In a sign that Fort Smith, Ark.-based ArcBest is serious about migrating customers to the density-based pricing scheme, the company said it will apply minimum charges based on a shipment's cubic dimensions if the traditional class-based pricing does not produce higher charges than when the freight is cubed out. However, the company, whose LTL unit is known as ABF Freight, will continue to offer rates through the traditional system, which determines LTL hauling charges based on classifications assigned to specific commodities.

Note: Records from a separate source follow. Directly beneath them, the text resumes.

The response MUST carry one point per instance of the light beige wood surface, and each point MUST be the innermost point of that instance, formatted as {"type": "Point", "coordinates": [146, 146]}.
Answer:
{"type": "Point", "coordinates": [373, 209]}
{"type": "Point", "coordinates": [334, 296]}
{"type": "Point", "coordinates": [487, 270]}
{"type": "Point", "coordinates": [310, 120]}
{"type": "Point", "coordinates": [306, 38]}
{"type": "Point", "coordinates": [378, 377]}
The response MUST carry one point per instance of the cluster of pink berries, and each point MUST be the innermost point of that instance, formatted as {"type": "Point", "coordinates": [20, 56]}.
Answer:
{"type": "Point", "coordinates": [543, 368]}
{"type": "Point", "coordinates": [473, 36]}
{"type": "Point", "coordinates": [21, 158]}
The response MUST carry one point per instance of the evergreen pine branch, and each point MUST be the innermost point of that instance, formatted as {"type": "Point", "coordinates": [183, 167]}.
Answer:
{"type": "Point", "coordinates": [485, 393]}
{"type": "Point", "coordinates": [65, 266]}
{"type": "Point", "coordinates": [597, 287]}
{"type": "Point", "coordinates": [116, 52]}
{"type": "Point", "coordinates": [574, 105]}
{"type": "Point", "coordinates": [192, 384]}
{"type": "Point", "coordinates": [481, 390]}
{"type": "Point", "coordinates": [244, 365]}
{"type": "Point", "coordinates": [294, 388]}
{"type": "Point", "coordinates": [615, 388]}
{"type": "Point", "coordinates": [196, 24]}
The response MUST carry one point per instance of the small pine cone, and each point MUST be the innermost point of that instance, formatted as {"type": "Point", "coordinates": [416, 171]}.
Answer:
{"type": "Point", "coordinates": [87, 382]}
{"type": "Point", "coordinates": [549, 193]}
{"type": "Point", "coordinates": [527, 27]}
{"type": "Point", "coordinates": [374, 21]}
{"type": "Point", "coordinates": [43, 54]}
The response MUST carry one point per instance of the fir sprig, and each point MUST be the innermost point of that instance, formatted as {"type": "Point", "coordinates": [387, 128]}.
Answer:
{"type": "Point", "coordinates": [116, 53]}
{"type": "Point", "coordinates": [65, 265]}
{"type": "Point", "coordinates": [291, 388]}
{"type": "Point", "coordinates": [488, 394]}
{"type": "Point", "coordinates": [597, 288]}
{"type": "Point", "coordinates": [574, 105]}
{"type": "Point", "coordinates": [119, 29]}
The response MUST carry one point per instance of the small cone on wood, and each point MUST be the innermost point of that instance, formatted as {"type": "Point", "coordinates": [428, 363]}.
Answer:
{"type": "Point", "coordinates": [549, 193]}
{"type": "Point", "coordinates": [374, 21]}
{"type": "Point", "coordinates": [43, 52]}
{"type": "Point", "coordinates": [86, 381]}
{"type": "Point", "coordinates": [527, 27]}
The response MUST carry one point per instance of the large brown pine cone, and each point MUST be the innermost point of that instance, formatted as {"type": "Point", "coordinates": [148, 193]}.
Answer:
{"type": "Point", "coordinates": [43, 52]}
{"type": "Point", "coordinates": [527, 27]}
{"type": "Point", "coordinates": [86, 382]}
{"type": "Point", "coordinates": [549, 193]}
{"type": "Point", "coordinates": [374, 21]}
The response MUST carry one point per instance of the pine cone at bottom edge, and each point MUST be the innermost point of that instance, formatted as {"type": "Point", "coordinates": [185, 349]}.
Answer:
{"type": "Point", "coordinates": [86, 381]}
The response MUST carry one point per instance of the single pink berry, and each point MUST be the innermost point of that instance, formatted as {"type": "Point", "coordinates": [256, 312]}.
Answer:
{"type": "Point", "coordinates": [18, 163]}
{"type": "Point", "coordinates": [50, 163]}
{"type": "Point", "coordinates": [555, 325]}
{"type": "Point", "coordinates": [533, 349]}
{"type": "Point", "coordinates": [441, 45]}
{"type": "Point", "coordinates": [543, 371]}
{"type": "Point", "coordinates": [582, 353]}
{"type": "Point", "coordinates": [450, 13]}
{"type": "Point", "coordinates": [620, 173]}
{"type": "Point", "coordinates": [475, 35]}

The move by ArcBest, which generates around two-thirds of its revenue from asset-based services that include LTL, comes as all LTL carriers grapple with the growth in volumes of bulkier shipments that occupy a disproportionate amount of trailer space. "The logistics industry continues to change rapidly. We believe this initiative is the natural step for us to take now to ensure that the value we provide is appropriately reflected in the compensation we receive for our shipping and logistics services," said ArcBest Chairman, President and CEO Judy R. McReynolds in a statement.
Established in 1936, classifications were the required formula for rating LTL shipments until motor carrier deregulation in 1980. The system has remained the common model for setting prices. However, critics contend that rates generated from the class system are inherently unfair because they do not reflect the actual dimensions of the shipment. For example, two shipments of skateboards may have different densities and occupy different amounts of space per trailer. Yet they are given the same rate under the classification system because it shows they are the same product. Pricing the skateboards based on their dimensions and their fit in a trailer ends this confusion, supporters of density-based pricing have said.
The proliferation of sophisticated IT equipment that captures a shipment's true dimensions will allow carriers to fairly price their services based on proper trailer utilization, carrier executives have said. It would also curtail, if not eliminate, battles with shippers over mis-classifications, which require the carrier to return to the shipper for more money because the shipment was improperly classified and priced, carriers say.
Carrier executives and analysts have estimated that shipments can be underpriced by as much as 7 to 9 percent by not uniformly relying on density-based pricing. Beyond the savings for carriers, which would vary depending on the transaction, is the simplicity of displaying a shipment's precise dimensions on a computer screen, rather than using tape measures and rulers to gauge the dimensions, carrier executives say.
In a statement, FedEx Freight, the LTL unit of Memphis-based FedEx Corp. and the largest LTL carrier, said in a statement that "density-based pricing offers a more simplified alternative to the outdated classification-based system." The FedEx unit, which began using this approach in earnest about five or six years ago, said that "it will benefit the industry as a whole to move to a more simplified pricing structure that more accurately prices based upon shipment size, versus the classification system."
ArcBest said it would install measuring equipment known as "dimensioners" in most of its distribution centers by Aug. 1. The company said it has dimensional data on more than 90 percent of the freight shipped in its asset-based network. Customers can submit the shipment's dimensions, or ArcBest will use its equipment to measure the shipment and calculate the charges for them, the company said.
Many shippers still resist changing to density-based pricing, perhaps because they sense they get the long end of the rate stick with imprecise classifications from their carriers. There has been more traction from third-party logistics (3PL) providers because they tender large volumes and don't want to be bothered dealing with the classification process.